The ad’s primary job was to sell running shoes. But it takes a powerful stand - decades before concerns about AI, the “loneliness epidemic,” and health issues created by suburbanization, car dependency, and remote work - against car- and machine-centered living.
When we think of corporations’ relationship to urbanism, we typically think of big corporate headquarters and factories relocating to the suburb willing to hand out the best subsidy sweetheart deal.
Or worse, we remember the ways they often throw dollars and influence around to actively fight against gains in public amenities and the general welfare:
The Man Vs. Machine Nike ad is a reminder that corporate leverage, in all its complicated and often disenchanting nuances, can sometimes be a force for good. The recent Apple “The Greatest” campaign is an example of this:
So what would it look like to harness positive corporate advertising, lobbying, and general influence to advance better cities?
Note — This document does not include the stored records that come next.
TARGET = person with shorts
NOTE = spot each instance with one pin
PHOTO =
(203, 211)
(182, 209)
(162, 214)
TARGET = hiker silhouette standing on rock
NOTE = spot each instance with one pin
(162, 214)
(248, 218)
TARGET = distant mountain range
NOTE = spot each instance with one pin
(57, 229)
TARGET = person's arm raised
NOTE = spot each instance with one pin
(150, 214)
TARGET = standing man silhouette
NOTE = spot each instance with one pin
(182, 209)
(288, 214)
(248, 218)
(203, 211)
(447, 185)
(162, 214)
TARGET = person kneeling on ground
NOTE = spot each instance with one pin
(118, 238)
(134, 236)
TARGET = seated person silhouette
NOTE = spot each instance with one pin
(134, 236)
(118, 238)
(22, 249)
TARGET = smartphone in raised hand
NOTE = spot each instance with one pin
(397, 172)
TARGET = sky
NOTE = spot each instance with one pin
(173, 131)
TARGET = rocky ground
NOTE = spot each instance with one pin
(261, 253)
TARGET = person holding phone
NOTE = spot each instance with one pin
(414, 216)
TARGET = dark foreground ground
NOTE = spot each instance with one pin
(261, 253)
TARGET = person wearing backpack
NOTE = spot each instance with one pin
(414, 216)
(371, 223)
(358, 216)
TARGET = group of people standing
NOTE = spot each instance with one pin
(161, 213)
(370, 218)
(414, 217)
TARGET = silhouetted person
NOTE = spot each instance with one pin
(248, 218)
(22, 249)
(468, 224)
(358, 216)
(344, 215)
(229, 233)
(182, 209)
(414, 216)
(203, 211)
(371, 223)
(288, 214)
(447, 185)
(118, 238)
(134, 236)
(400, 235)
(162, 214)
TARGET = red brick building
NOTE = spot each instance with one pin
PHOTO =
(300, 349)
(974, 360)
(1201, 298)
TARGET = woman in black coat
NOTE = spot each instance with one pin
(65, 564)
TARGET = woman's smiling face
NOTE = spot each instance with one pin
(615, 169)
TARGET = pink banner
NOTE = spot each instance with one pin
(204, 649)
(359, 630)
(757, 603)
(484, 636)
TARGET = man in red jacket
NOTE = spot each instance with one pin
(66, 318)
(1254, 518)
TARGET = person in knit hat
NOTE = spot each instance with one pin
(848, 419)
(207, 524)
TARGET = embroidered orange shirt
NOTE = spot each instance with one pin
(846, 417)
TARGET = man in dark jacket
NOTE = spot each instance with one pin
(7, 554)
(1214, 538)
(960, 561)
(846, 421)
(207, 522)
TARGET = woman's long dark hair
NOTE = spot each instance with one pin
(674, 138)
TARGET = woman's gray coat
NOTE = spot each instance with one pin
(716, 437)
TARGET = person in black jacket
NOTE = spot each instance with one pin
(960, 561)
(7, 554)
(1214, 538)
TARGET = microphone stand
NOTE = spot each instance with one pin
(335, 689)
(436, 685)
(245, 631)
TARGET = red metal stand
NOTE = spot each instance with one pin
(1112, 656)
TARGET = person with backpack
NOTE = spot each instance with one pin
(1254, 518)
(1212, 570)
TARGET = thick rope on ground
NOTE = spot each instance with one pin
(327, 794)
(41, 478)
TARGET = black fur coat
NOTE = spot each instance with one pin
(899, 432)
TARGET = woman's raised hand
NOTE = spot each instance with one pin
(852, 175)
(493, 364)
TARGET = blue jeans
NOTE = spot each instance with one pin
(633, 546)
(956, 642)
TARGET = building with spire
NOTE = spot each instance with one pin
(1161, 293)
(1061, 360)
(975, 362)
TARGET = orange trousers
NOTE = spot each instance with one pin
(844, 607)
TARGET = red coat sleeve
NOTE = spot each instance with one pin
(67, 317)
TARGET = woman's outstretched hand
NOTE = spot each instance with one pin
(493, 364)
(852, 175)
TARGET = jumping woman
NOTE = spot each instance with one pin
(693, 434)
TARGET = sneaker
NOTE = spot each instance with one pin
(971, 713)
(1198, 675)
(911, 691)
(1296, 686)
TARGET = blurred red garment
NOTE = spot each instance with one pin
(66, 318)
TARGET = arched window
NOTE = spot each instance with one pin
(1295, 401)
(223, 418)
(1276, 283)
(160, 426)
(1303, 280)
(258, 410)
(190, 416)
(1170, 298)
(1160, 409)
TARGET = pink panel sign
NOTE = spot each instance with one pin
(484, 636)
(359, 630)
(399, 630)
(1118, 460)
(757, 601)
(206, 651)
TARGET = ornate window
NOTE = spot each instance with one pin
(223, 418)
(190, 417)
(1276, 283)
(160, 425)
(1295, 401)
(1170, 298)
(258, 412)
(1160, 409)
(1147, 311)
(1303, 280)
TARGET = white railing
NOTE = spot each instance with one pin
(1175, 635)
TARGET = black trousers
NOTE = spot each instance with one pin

After all, a simple survey of the world’s largest companies (Amazon, Tesla, Saudi Aramco, etc.) doesn’t exactly teem with industries and verticals that are congruent with human-centered, walkable places.
This is one of the reasons it will be so paramount in 2023 and beyond to begin actively creating space for urbanism-adjacent industries, professionals, advocates, etc. to expand the citybuilding movement to its maximum potential. And that includes urbanism-adjacent companies and corporations.
Companies like Patagonia, whose advocacy and investment in climate initiatives has been well-documented, or like Nike itself, whose bottom line only stands to benefit from more people having access to safe places for walking, running, and other physical and athletic activity.
Just to imagine what it would look like for these companies to lock arms with those lobbying for dense and walkable places, I mocked up a few ads below:
Perhaps none of these ads directly shout “welcome to the war on cars.” But they throw some weight on the cultural scales in the direction of human-centered places. And they do so with resources that can reach the masses.
When you’re seeking to rebuild the vast majority of a continent’s built environment, that kind of firepower is a welcomed ally.
Corporate messaging is hardly a silver bullet for achieving a societal shift away from sprawl, auto-dependency, and disingenuous/misinformed climate concerns about density. But for urbanist ideals to go viral, they need to go mainstream.
And what better way to make urbanism cool at a party than through some of the world’s most famous brands?